Statistical evaluation of experimental data
The normality of all data was checked using the Shapiro-Wilk normality test. One-way analysis of variance (ANOVA) followed by Dunnett’s post-hoc test to compare the control group with the experimental groups, using IBM SPSS 22.0 and the R version 4.3.1 multcomp package 1.4 - 25. The significant threshold level was set at 95% (p < 0.05).
Results and discussion
Histopathology of Hypothenemus hampei infected by Beauveria bassiana
Before fungal infection, the external morphology of H. hampei was normal (Figure 2(A)), and no fungal population was observed in the structure of the integument (Figures 2(B) and 2(C)). Twelve h after exposure, no fungi were observed externally (Figure 2(D)). Still, the development of B. bassiana hyphae was observed in almost all adipose tissues (Figure 2(E)). In the outer integument (Figure 2(F)). The presence of hyphae dramatically increased in the host tissue from 24 to 120 h post-exposure (Figures 2(G) - 2(R)).
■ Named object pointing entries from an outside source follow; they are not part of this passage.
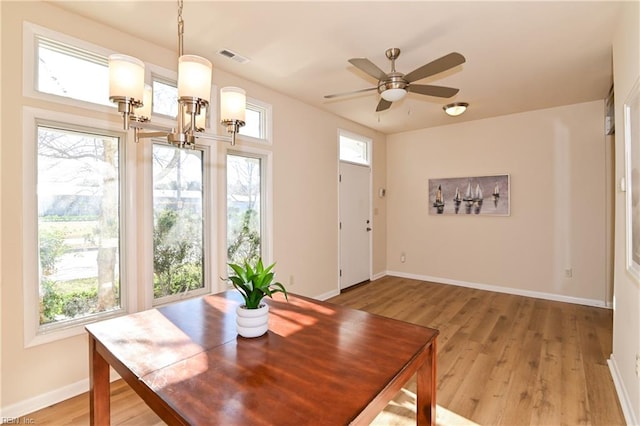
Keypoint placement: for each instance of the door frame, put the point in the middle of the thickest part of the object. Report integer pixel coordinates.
(369, 141)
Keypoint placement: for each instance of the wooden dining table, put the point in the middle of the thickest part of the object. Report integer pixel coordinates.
(319, 363)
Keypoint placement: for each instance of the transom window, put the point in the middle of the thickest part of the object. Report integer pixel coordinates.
(354, 148)
(257, 119)
(67, 71)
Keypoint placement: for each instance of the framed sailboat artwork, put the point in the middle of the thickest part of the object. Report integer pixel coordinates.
(632, 179)
(476, 195)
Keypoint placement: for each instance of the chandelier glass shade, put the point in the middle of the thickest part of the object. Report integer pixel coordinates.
(134, 99)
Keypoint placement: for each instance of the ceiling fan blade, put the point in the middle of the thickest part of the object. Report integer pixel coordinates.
(369, 67)
(335, 95)
(383, 105)
(442, 64)
(439, 91)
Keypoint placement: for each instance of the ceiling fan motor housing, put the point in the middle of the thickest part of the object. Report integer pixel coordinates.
(393, 81)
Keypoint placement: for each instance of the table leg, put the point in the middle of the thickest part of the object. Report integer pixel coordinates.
(99, 387)
(426, 383)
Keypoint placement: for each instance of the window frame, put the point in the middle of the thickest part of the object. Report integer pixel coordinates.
(207, 229)
(30, 34)
(354, 136)
(266, 122)
(35, 333)
(266, 204)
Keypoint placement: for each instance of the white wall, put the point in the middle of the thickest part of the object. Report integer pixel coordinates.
(555, 159)
(626, 318)
(305, 222)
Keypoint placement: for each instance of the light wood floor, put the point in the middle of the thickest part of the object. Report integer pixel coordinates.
(502, 360)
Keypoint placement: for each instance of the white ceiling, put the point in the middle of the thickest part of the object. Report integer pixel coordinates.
(520, 55)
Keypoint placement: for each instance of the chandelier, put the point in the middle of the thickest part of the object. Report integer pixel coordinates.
(127, 89)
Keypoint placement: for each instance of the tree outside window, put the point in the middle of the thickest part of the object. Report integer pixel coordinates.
(178, 230)
(78, 197)
(244, 218)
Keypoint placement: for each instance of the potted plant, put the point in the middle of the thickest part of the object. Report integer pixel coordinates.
(254, 283)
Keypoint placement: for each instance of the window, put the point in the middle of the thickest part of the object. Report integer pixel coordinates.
(71, 72)
(354, 148)
(245, 218)
(78, 227)
(257, 119)
(178, 222)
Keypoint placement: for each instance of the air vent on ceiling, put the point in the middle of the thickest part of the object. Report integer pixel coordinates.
(233, 55)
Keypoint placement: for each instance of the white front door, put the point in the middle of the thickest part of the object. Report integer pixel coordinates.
(355, 224)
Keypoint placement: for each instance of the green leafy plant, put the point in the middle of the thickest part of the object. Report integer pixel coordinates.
(254, 283)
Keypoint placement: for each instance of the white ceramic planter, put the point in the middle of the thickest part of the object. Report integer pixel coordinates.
(252, 322)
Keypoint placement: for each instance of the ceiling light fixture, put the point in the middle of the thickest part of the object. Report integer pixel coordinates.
(455, 109)
(127, 89)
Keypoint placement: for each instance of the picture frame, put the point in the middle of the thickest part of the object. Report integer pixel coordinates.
(631, 114)
(472, 195)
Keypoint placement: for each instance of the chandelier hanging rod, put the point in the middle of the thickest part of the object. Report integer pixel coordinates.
(127, 89)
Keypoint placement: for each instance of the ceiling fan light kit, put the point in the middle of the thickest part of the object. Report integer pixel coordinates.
(394, 86)
(455, 109)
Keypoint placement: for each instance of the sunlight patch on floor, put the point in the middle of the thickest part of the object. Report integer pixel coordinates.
(401, 411)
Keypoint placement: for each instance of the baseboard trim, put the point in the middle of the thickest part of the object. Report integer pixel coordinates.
(327, 295)
(625, 402)
(379, 275)
(22, 408)
(508, 290)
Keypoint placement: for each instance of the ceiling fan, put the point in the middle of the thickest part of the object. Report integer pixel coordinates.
(394, 85)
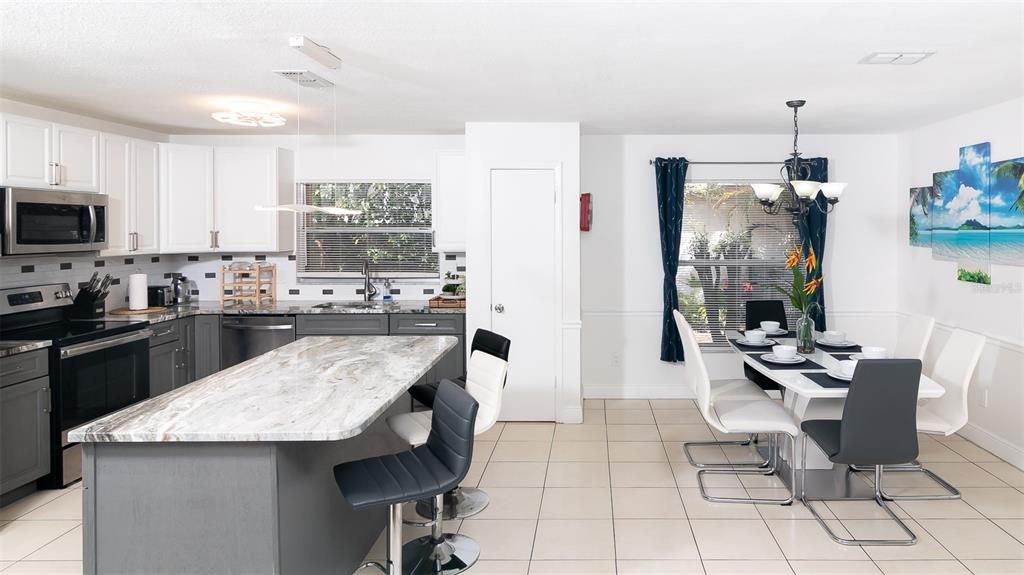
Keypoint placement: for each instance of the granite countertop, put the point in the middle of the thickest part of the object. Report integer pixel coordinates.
(314, 389)
(286, 307)
(8, 349)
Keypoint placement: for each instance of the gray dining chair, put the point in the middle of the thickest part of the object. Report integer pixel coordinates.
(879, 428)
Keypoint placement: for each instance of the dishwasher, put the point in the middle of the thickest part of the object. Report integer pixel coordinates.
(246, 337)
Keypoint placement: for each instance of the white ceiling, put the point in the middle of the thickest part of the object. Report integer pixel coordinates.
(430, 67)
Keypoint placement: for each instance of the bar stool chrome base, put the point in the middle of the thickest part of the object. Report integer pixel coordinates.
(461, 502)
(426, 556)
(951, 492)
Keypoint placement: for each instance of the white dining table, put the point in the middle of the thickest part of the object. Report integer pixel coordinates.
(806, 399)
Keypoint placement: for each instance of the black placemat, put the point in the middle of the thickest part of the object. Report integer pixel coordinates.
(791, 334)
(826, 381)
(809, 364)
(758, 349)
(829, 349)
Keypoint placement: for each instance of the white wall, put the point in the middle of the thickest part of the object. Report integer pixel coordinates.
(513, 145)
(621, 257)
(930, 286)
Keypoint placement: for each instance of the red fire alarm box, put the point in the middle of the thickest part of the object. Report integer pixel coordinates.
(586, 212)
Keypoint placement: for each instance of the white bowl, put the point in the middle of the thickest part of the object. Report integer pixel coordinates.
(834, 337)
(784, 352)
(848, 366)
(755, 336)
(873, 352)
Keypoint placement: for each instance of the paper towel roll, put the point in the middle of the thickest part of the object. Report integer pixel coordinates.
(137, 294)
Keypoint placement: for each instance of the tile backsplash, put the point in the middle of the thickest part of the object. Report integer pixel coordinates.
(204, 269)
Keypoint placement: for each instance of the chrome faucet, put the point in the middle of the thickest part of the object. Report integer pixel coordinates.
(369, 291)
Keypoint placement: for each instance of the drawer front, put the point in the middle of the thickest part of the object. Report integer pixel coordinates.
(165, 333)
(427, 324)
(24, 366)
(341, 324)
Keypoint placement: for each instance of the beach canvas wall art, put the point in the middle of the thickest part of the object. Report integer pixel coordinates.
(943, 220)
(1007, 212)
(921, 218)
(971, 209)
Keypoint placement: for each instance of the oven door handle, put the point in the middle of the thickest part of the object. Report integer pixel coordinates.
(105, 343)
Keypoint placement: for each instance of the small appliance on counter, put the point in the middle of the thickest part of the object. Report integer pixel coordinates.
(161, 296)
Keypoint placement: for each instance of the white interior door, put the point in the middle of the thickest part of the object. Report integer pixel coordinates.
(523, 288)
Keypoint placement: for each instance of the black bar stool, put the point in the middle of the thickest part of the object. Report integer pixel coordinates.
(879, 428)
(427, 471)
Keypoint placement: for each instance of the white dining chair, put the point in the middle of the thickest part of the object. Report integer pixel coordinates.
(913, 338)
(724, 389)
(732, 414)
(947, 414)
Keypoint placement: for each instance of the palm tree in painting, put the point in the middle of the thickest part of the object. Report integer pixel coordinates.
(1013, 170)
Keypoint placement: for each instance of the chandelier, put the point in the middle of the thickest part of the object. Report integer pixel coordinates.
(802, 194)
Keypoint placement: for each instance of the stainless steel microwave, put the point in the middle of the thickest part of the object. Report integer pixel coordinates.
(46, 221)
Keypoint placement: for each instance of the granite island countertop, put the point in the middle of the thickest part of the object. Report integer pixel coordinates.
(314, 389)
(286, 307)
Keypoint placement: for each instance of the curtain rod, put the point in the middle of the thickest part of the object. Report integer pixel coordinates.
(651, 162)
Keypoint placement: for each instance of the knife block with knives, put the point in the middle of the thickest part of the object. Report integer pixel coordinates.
(89, 302)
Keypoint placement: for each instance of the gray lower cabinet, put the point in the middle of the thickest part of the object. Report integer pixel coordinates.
(341, 324)
(25, 432)
(205, 352)
(168, 358)
(452, 365)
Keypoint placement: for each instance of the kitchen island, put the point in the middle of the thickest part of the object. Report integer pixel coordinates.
(232, 474)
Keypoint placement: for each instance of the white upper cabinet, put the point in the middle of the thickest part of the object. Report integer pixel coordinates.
(449, 197)
(76, 152)
(27, 158)
(145, 195)
(244, 179)
(208, 198)
(115, 153)
(38, 153)
(186, 198)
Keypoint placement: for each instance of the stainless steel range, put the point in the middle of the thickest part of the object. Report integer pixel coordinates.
(96, 366)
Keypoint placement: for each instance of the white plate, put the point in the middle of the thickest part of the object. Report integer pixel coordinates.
(765, 344)
(847, 344)
(770, 358)
(837, 376)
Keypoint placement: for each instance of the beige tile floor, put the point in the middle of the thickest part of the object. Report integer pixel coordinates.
(615, 495)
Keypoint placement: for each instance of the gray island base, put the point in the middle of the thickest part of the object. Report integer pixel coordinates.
(232, 474)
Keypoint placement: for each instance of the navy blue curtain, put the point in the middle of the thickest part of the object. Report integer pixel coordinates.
(812, 226)
(671, 173)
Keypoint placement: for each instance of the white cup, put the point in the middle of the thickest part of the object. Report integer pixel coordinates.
(848, 366)
(871, 352)
(755, 336)
(784, 352)
(834, 337)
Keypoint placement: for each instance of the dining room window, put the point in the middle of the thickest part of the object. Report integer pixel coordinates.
(731, 251)
(392, 230)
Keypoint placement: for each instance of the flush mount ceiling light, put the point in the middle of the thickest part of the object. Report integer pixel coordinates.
(315, 51)
(249, 115)
(896, 58)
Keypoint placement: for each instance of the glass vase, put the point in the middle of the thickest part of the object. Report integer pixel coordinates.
(805, 334)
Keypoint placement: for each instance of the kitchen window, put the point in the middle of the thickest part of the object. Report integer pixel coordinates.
(392, 231)
(730, 252)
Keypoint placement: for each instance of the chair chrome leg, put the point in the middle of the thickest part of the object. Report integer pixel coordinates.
(911, 538)
(773, 467)
(695, 463)
(951, 492)
(439, 553)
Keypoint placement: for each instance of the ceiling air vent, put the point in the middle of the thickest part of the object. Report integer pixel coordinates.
(304, 78)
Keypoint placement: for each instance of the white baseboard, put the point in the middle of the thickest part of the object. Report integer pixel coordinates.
(638, 392)
(1013, 454)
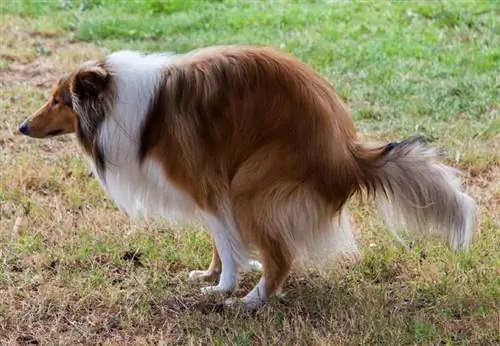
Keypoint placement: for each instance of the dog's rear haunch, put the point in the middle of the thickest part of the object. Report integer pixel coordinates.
(255, 143)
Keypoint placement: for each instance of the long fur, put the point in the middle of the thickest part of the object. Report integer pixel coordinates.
(261, 147)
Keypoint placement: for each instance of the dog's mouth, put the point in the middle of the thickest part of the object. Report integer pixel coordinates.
(54, 133)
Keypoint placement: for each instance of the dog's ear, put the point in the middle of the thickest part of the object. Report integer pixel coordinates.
(90, 81)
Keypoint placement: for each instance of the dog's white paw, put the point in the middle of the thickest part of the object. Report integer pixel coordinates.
(255, 265)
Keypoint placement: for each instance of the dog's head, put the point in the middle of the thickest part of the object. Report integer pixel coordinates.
(68, 108)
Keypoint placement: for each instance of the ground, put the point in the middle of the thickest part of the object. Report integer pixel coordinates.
(75, 270)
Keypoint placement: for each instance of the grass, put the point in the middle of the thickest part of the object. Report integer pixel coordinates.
(75, 270)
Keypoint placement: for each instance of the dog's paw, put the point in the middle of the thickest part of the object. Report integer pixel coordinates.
(255, 266)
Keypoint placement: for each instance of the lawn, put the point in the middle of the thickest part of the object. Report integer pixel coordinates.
(75, 270)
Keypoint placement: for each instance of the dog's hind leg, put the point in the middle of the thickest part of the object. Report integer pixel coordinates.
(213, 270)
(224, 244)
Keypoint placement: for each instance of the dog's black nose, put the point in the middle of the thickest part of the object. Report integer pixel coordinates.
(23, 128)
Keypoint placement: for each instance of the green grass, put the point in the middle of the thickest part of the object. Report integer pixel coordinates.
(68, 274)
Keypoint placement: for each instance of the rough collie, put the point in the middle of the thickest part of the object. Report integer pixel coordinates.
(258, 145)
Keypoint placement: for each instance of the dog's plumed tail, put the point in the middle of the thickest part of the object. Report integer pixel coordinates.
(416, 193)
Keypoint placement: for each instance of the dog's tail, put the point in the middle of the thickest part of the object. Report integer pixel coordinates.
(416, 193)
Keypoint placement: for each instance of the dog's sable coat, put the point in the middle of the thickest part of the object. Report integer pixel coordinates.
(256, 143)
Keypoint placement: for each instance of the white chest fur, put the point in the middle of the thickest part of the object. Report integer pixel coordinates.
(140, 190)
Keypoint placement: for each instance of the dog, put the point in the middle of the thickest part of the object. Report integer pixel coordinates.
(255, 143)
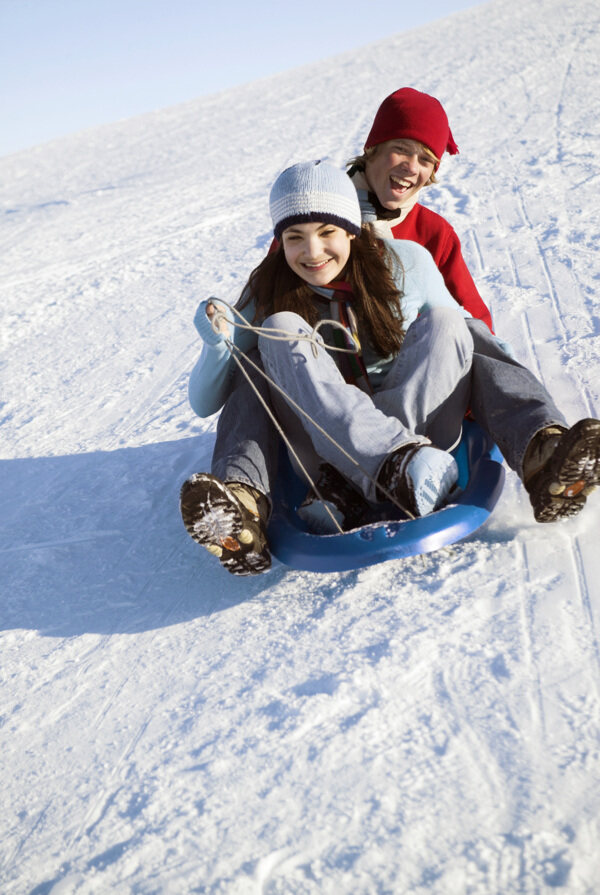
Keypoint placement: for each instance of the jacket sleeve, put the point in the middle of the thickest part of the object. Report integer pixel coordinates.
(459, 281)
(212, 376)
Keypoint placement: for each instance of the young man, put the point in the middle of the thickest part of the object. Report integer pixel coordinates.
(559, 466)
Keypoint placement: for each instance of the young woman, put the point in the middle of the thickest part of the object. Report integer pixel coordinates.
(396, 409)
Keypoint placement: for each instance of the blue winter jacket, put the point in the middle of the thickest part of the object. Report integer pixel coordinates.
(417, 278)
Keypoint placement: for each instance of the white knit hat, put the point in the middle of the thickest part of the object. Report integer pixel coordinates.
(314, 191)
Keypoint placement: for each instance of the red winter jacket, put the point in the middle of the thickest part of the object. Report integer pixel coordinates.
(434, 232)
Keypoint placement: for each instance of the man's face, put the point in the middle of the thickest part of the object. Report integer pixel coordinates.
(397, 171)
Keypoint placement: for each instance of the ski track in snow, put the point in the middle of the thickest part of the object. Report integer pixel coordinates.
(429, 725)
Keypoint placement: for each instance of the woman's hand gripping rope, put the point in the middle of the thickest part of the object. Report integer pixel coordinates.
(215, 321)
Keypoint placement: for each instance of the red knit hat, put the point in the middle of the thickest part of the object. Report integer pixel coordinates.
(411, 115)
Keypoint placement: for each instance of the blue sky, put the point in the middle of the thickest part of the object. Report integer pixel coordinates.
(66, 65)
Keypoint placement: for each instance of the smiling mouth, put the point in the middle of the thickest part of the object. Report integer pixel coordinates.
(319, 266)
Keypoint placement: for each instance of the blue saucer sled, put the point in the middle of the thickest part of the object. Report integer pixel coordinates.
(480, 481)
Significant cellular alterations were observed in the integument system and adipose tissue with prominent hyphae (Figures 2(P) - 2(R)).
Figure 2 Light microscope images of the representative abdomen position in the adult Hypothenemus hampei infected with Beauveria bassiana - (A): Adult Hypothenemus hampei without infection; (B): Normal integument structure after H and E staining; (C): Normal integument structure after Grocott’s methenamine silver stain (GMS); (D-F): At 12 h post-exposure, hyphae had started to invade the adipose tissue beneath the cuticle (E, H&E; F, GMS); (G-I): At 24 h post-exposure, hyphae were spread out in the adipose tissue (H, H&E; I, GMS); (J-L): At 48 h post-exposure, further expansion of hyphae was observed (K, H&E; L, GMS); (M): At 84 h post-exposure, prominent hyphae were observed in the external morphology (N, H&E; O, GMS); (P-R): At 120 h post-exposure (Q, H&E; R GMS). Abbreviations: Bb = Beauveria bassiana, H&E = hematoxylin and eosin, GMS = Grocott’s methenamine silver stain, Ig = integument, Th = thorax, Ad = adipose tissue, Ms = muscle, Ep = epithelium.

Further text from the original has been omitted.